DF 16は、リステンパルトのモーツァルト[1]です。

メイエルはDF 14で最後にするとに書いたし、もう新たにSPレコードは買わないと宣言したような気もするので、オークションでたまにクープランのAlbum 16を見つけても横目で見るだけでしたが、このたび、どうせダメだろうからと最低額を入れておいたら誰も入札せず、はからずも落札してしまいました。
これで誰かさんから嘘つき呼ばわりされそうですが、やはり邪心の無いところに神は微笑むようです。

1946-11-12
Album 16, 4 disques (72-75)
François Couperin: Neuf pièces pour clavier
72-1 [PARTX 3221-1, M6-110119] Le dodo ou l'amour au berceau / Le tic toc choc ou les maillotins 
72-2 [PARTX 3222-1, M6-110120] Les fauvettes plaintives
73-3 [PARTX 3223-1, M6-110121] La muse plantine / L'arlequine
73-4 [PARTX 3224-1, M6-110122] Les ombres errantes / Les barricades mystérieuses
74-5 [PARTX 3217-1, M6-110115] Les Folies Françoises ou les Dominos (début)
74-6 [PARTX 3218-1, M6-110116] Les Folies Françoises ou les Dominos (Fin)
75-7 [PARTX 3219-1, M6-110117] Passacaille (début)
75-8 [PARTX 3220-1, M6-110118] Passacaille (Fin)

先日、無事到着しました。
送り状の消印を見ると、さすがLA POSTE、5日で着いたようです。

早速聴いてみました。回転数はとりあえず78.0 rpmです。
心配した DF 14, D F15で聴かれたようなワウフラッターは感じませんでした。 あれはLP転写時のことだったのでしょうか?
音はしっとりしていますが、78回転ならではの明晰さと力強さがあります。

メイエルは1897年生まれなので、この時すでにオバサン世代ですが、メイエル嬢と呼びたくなります。
銚子のAさんのようにアバズレとは言いませんが、お転婆です。
Wikipediaによると、お転婆はオランダ語 ontembaarからの借用で、 原義は「手に負えない」の意だそうです。なるほどね。

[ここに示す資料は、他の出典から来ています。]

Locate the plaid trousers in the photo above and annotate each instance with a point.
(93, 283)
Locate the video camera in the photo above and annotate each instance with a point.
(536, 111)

さて、回転数ですが、EMIの復刻CD(正確にはその海賊盤[2])には、1946年録音のクープランも収録されていて、それと聴き比べてみると、ピッチが少し違います。

DF 14の時にも引用しましたが、さる畏兄からお借りしたEMIの復刻CDの解説[3]によると、
"Lastly, the pitch has been set at 440 Hz for all the 78 sides that sounded a semitone higer."
つまり、「78回転盤はすべて半音高く聴こえたので、ピッチを440 Hzになるように合わせた。」
と書いてあります。

しかし実際に半音低くするために、回転数を約73.6 rpmにしてみると、復刻CDよりも低くなります。
そこで、半音のさらに半分の4分音(2の24乗根=1.0293)にすると、
78/1.0293=75.8 rpm
になり、耳で聴いた限りでは、復刻CDのピッチと合いました。
9曲を通して聴いてみると、78.0 rpm再生のお転婆で快活な感じがちょっと薄れ、典雅な雰囲気になります。

最後に、1953年録音のDF 86のクープランと聴き比べてみました。
DF 86
Couperin, Rameau, Debussy et Ravel: Concert de musique française
[DF 86 1C1, PARTX 19519, M6 148674]
Couperin:
1. Le Dodo ou l'amour au berceau
2. Les barricades mystérieuses
3. Les fauvettes plaintives
4. Les ombres errantes (quel chef d'œuvre!)
5. Le tic toc choc ou les maillotins

これらは、1946年録音の75.8 rpm再生と比べて、ピッチはほぼ同じですが、さらに優雅で落ち着いていて、大年増の貫禄があります。
でも1946年の方がフレッシュで軽快です。

Reference
[1] MOZART: Symphonies K.136 / K.137 / K.138 Orchestre de chambre de la Sarre conducted by KARL RISTENPART, Les Discophiles Francais DF 16
[2] Marcelle Meyer - Complete Studio Recordings 1925-1957, Documents, LC 12281
[3] Marcelle Meyer - Studio Recordings 1925-1957, EMI Classics, CZS3846992 (2007)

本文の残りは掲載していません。